ECLI:NL:GHAMS:2021:561

Gerechtshof Amsterdam

Datum uitspraak
23 februari 2021
Publicatiedatum
1 maart 2021
Zaaknummer
200.279.155/01
Instantie
Gerechtshof Amsterdam
Type
Uitspraak
Rechtsgebied
Civiel recht; Personen- en familierecht
Procedures
  • Beschikking
Vindplaatsen
  • Rechtspraak.nl
AI samenvatting door LexboostAutomatisch gegenereerd

Beëindiging gezag ouders over kinderen en benoeming voogdes

In deze zaak heeft het Gerechtshof Amsterdam op 23 februari 2021 uitspraak gedaan in hoger beroep over de beëindiging van het gezag van de ouders over hun drie kinderen, geboren in 2005, 2008 en 2009. De ouders, die in hoger beroep waren gekomen tegen een eerdere beschikking van de rechtbank Noord-Holland, verzochten om het gezag niet te beëindigen en om de oma als voogdes te benoemen. De Raad voor de Kinderbescherming, die als verweerder optrad, verzocht om bekrachtiging van de eerdere beschikking waarbij het gezag was beëindigd en de GI als voogdes was benoemd.
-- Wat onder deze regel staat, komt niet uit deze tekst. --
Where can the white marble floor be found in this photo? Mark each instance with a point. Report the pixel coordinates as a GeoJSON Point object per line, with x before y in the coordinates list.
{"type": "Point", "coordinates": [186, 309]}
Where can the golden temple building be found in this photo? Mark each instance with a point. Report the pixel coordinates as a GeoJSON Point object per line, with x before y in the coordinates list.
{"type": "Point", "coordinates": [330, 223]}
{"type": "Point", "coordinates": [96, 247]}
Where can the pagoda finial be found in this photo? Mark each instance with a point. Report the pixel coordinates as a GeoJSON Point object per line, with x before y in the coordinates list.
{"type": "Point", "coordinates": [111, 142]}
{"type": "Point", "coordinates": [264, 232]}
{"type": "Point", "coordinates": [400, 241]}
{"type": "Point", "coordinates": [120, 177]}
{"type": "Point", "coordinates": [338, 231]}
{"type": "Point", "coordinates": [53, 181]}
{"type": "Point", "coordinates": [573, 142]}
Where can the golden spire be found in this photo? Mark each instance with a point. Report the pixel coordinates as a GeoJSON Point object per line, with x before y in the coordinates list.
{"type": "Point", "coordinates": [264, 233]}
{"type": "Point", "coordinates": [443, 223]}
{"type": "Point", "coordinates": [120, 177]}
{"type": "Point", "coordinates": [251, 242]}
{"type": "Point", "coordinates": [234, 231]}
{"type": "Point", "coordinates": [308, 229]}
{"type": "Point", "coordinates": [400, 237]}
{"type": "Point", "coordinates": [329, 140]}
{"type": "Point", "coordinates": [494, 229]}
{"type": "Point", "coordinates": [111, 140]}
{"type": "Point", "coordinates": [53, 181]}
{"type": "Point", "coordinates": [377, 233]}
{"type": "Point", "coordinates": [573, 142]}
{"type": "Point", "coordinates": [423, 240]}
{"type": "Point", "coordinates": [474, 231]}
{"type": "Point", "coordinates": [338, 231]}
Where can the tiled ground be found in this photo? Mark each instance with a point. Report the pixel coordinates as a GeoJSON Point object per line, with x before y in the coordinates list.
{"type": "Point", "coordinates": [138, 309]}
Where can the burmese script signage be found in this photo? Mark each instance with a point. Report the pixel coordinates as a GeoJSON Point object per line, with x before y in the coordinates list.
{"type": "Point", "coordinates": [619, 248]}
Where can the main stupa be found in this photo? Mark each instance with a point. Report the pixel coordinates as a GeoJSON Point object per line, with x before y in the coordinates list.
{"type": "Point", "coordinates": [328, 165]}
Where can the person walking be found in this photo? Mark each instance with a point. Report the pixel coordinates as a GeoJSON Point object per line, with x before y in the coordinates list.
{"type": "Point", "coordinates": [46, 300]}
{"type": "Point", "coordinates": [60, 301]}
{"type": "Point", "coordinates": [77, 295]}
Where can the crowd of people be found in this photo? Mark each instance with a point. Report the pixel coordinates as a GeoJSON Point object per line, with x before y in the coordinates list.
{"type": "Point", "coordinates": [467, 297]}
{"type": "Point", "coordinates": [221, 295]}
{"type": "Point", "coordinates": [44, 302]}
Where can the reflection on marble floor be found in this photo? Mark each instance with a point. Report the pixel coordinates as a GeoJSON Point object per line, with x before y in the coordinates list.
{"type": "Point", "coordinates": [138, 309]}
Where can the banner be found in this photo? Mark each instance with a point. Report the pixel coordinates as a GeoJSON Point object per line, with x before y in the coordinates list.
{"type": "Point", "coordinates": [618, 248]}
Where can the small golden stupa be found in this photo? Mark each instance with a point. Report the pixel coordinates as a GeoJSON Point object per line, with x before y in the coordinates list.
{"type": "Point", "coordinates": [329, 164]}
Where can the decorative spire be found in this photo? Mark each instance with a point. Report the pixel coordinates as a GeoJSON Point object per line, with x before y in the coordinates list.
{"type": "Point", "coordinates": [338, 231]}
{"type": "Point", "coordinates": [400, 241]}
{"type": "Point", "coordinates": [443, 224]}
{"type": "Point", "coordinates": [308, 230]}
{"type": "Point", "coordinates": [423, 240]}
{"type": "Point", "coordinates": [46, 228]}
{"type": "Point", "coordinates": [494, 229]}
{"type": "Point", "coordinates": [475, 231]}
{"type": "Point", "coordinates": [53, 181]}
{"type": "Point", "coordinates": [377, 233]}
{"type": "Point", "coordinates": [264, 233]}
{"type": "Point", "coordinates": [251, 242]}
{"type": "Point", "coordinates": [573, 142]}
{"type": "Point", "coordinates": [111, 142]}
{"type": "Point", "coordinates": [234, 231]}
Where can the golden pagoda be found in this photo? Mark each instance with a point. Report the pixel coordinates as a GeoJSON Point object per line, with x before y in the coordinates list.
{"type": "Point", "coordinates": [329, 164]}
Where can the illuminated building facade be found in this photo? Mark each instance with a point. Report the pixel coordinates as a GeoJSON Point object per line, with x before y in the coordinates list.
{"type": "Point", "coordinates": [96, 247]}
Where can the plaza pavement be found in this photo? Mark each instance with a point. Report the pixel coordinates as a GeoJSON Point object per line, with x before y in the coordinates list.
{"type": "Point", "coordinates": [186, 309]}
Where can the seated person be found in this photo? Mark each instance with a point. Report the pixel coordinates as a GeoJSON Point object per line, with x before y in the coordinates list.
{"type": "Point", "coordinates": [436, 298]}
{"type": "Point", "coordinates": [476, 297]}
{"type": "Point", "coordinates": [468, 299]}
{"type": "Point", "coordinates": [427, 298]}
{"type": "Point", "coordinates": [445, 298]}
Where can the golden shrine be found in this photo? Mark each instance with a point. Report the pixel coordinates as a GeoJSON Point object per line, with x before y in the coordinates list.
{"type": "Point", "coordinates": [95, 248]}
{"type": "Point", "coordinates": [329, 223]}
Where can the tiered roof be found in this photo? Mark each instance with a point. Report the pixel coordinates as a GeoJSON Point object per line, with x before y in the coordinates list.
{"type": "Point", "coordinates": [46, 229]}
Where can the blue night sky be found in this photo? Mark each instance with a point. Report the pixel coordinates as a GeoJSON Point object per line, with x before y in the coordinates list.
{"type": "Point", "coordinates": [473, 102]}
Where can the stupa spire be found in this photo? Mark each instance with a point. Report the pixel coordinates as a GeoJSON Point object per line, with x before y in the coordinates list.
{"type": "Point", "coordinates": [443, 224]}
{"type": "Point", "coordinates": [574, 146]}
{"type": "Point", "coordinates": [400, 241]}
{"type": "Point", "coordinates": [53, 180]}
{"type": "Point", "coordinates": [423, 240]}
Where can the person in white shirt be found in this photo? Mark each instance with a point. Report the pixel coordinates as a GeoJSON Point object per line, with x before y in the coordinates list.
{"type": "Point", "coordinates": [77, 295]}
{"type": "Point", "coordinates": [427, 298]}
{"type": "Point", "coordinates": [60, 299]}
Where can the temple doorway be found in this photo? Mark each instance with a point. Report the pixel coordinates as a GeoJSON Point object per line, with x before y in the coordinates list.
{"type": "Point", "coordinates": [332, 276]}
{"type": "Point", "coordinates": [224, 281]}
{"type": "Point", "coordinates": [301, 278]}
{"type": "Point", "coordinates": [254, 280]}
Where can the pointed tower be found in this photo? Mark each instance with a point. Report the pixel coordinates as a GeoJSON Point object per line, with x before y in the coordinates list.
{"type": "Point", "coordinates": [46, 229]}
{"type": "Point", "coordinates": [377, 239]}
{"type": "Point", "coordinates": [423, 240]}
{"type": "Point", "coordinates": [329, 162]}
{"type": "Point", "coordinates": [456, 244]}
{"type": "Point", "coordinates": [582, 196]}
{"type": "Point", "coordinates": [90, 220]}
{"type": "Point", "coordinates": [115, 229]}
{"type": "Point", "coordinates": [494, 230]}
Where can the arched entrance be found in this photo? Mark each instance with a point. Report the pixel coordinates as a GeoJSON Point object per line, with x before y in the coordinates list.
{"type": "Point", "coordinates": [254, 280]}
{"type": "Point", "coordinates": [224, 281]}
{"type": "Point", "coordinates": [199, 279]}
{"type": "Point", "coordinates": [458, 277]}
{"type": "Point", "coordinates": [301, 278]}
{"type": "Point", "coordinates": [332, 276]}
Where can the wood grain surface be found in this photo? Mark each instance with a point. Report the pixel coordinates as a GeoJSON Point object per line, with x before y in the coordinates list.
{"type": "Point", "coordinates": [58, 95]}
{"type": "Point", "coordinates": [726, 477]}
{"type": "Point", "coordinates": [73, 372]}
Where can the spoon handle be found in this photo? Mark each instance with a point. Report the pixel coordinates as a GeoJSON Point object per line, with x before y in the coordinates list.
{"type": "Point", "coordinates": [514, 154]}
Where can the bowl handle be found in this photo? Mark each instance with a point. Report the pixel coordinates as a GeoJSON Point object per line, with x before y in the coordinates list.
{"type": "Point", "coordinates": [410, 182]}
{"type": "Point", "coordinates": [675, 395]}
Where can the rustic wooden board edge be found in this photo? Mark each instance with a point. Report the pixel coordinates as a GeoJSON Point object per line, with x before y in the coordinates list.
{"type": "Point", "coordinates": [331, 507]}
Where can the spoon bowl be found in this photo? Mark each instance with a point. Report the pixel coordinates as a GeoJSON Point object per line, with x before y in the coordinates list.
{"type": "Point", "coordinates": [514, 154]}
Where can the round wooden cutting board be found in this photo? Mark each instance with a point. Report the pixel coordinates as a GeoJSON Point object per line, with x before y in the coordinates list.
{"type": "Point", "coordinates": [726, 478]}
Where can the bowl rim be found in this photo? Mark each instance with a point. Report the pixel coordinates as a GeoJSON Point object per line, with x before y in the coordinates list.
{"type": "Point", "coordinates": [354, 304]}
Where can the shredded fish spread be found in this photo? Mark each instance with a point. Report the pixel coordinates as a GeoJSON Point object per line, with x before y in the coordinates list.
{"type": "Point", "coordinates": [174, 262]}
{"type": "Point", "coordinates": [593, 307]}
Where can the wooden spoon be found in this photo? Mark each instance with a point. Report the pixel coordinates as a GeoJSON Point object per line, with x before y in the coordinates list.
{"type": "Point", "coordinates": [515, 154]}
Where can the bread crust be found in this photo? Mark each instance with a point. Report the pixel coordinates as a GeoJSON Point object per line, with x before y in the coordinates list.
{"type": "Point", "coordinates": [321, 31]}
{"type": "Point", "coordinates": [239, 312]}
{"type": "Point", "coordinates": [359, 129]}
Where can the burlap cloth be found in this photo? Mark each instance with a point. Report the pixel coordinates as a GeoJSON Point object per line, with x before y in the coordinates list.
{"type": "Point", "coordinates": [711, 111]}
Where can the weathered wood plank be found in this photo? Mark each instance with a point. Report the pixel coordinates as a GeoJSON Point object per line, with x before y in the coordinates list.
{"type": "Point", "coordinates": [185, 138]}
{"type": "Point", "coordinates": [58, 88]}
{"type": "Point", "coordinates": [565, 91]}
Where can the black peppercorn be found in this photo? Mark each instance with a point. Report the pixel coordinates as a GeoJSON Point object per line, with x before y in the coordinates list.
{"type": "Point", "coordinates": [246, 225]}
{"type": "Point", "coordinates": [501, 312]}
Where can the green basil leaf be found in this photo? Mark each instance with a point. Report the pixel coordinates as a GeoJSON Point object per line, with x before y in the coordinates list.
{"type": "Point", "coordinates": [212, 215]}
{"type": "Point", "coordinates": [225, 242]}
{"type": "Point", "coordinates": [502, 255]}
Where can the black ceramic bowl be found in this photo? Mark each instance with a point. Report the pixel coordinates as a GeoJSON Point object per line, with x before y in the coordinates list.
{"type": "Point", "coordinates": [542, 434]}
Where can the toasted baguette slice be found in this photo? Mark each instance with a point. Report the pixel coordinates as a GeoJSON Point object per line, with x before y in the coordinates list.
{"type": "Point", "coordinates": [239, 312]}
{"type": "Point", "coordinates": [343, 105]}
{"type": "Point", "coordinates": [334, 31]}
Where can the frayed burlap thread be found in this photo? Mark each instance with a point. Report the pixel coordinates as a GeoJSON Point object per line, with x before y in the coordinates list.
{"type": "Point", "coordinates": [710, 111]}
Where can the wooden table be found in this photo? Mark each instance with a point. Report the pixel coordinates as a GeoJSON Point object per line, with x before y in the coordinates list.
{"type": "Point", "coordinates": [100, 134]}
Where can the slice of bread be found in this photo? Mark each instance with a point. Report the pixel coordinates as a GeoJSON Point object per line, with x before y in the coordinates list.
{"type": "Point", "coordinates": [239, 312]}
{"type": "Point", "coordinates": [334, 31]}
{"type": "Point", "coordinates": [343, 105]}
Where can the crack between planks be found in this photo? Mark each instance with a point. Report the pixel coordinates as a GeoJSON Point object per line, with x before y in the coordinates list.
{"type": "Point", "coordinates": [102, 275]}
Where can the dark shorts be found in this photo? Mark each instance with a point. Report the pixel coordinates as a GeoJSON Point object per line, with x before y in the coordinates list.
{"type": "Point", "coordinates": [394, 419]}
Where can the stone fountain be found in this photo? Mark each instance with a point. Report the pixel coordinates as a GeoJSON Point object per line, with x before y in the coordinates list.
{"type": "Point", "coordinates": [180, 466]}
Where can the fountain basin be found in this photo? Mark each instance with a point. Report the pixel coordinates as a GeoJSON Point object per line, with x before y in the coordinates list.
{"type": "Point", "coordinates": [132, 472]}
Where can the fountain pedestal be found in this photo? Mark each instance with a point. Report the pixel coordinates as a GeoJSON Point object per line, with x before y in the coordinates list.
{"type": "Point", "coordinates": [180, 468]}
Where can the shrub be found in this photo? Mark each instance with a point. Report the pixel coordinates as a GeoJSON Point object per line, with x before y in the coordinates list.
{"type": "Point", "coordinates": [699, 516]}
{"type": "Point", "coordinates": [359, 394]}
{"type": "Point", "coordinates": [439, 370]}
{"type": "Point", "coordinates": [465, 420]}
Het hof heeft vastgesteld dat de kinderen sinds november 2014 bij de oma wonen, omdat de ouders niet in staat waren voor hen te zorgen. De ouders hebben in het verleden hulp geweigerd en er zijn zorgen over de ontwikkeling van de kinderen. Het hof concludeert dat de ouders ook nu niet in staat zijn om de verantwoordelijkheid voor de opvoeding en verzorging van de kinderen te dragen. De ouders hebben aangegeven geen hulp nodig te hebben, maar het hof oordeelt dat de situatie van de kinderen ernstig bedreigd wordt bij terugplaatsing bij de ouders.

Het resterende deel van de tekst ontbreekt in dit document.